# fNIRS-based early identification of mild cognitive impairment: a large-scale multi-paradigm study with ensemble machine learning models

**Authors:** Yufei Chong, Can Duan, Xinzi Xu, Zhengliang Li, Heling Zhang, Jingyi Gong, Qingqing Wu, Lirong Xia, Peiwen Zhang, Wenguang Xia

PMC · DOI: 10.3389/fneur.2026.1738099 · Frontiers in Neurology · 2026-03-03

## TL;DR

This study uses fNIRS and machine learning to improve early detection of mild cognitive impairment by combining data from multiple brain activity paradigms.

## Contribution

The novel approach integrates resting-state and 1-back task fNIRS data with ensemble machine learning for more accurate MCI screening.

## Key findings

- An integrated fNIRS dataset with machine learning achieved 86.49% accuracy in identifying MCI.
- Combined resting-state and 1-back task features outperformed single-paradigm models in diagnostic performance.
- The Neural Network model on the integrated dataset showed high sensitivity (94.74%) and AUC (93.49%).

## Abstract

Early and accurate identification of mild cognitive impairment (MCI) is crucial for timely intervention and preventing further cognitive decline. Functional near-infrared spectroscopy (fNIRS) is a non-invasive, portable tool for clinical screening, but its diagnostic accuracy is often constrained by single-paradigm approaches and small sample sizes. To address this limitation, this study aimed to develop and validate an efficient early MCI screening model by integrating large-sample fNIRS data from resting-state and 1-back task paradigms using ensemble machine learning, thereby enhancing the accuracy and reliability of early MCI diagnosis.

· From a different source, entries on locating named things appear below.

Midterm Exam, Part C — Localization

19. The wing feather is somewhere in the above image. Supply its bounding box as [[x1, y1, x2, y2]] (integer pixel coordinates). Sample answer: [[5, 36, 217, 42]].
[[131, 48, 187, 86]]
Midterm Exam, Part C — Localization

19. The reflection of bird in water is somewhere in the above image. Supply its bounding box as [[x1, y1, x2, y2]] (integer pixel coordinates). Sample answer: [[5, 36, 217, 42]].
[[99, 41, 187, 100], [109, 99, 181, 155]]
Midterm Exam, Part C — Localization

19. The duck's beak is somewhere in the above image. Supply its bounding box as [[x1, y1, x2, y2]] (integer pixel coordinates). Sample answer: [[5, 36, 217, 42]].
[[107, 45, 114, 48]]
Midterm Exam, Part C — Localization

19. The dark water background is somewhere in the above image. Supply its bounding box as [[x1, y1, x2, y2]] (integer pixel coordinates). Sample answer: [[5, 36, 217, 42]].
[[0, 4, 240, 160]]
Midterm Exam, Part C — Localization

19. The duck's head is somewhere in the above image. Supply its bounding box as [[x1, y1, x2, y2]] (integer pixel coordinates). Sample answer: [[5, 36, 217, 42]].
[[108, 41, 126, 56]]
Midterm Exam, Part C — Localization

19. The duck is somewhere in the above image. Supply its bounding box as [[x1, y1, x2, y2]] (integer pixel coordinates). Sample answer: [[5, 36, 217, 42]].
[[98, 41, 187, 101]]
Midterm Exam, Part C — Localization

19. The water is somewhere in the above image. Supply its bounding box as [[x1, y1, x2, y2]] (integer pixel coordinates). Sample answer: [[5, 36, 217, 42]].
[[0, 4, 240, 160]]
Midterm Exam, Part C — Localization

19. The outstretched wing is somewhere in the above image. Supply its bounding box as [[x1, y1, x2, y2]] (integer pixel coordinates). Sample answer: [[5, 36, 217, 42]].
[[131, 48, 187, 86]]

A total of 462 right-handed participants (185 MCI patients and 277 healthy controls, aged 58 -87 years) were included in the final analysis after screening, with MCI diagnosis jointly determined by two experienced neurologists based on Petersen’s criteria. fNIRS signals were collected during resting-state and 1-back task sessions; after preprocessing in MATLAB, features were extracted from oxygenated hemoglobin (HbO) signals of both paradigms.

Feature selection was performed via a gradient boosting classifier based on feature importance scores, resulting in 108 selected features. Five classifiers were trained and evaluated using 10-fold cross-validation. The integrated dataset combining resting-state and 1-back task features outperformed the single-paradigm datasets: the Neural Network model on this integrated dataset achieved an accuracy of 86.49%, sensitivity of 94.74%, specificity of 77.78%, and Area Under the Curve (AUC) of 93.49%. In contrast, the Nearest Neighbor model on the resting-state dataset and the Decision Tree model on the 1-back task dataset yielded accuracies of 70.27% and 75.68%, respectively. Group classification using MoCA scores achieved an accuracy of 86.55%, which was comparable to single-paradigm machine learning models but inferior to the integrated model.

This study demonstrates the value of a large-sample, data-driven approach and multi-paradigm feature integration in fNIRS-based MCI screening, providing an efficient diagnostic model for clinical application.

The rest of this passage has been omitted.